はじめの方に登場するのが、斎藤義龍と伊達政宗。二人とも父親を殺している。一介のしがないオヤジとしては、息子に殺されたらたまらないけど、時代は戦国時代の話。伊達政宗は、眼をえぐり取られて独眼だと思っていたら、そんなことはなくて眼が出ていてそれを隠したかったらしい。何かと目立ちたがりで派手なパフォーマンスという印象だけど、本書ではそれは自己肯定感の低さの裏返しだと語られる。

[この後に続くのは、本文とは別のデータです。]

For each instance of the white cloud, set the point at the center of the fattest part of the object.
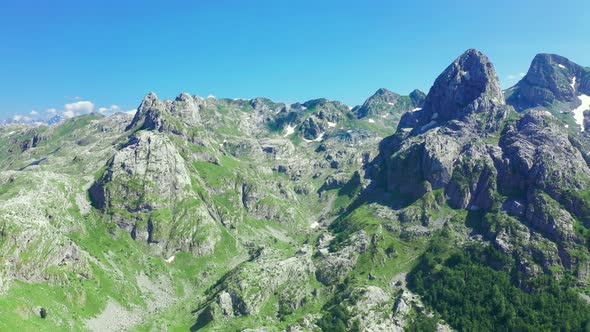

続いて、徳川家康。忍耐を重ねた一生だが、まぁ、晩年は暴走老人。人質生活の影響で身内であって人を信じることがなく、身内でも長男殺しが平気だった。もちろんそれを命じた信長は酷い男だが、逆らう術がなければ従ってしまう。何だか某大国に尻尾を振っている日本の総理のようだと対談の話題になっていた。
中野さんの論法にしばしば登場するのが、脳から分泌されるホルモン物質の名前。よくわからないので、そういうものかなぁと思ってしまうのが我ながら情けない。
本書ではサイコパスの典型として日本で最も多くの人を虐殺した織田信長が登場する。世界でCEOの20%がサイコパスという話が出てくるが、恐れを感じず痛みがわからない人でなければ、組織体を率いることができない時代になっているとすれば、かなり恐ろしい。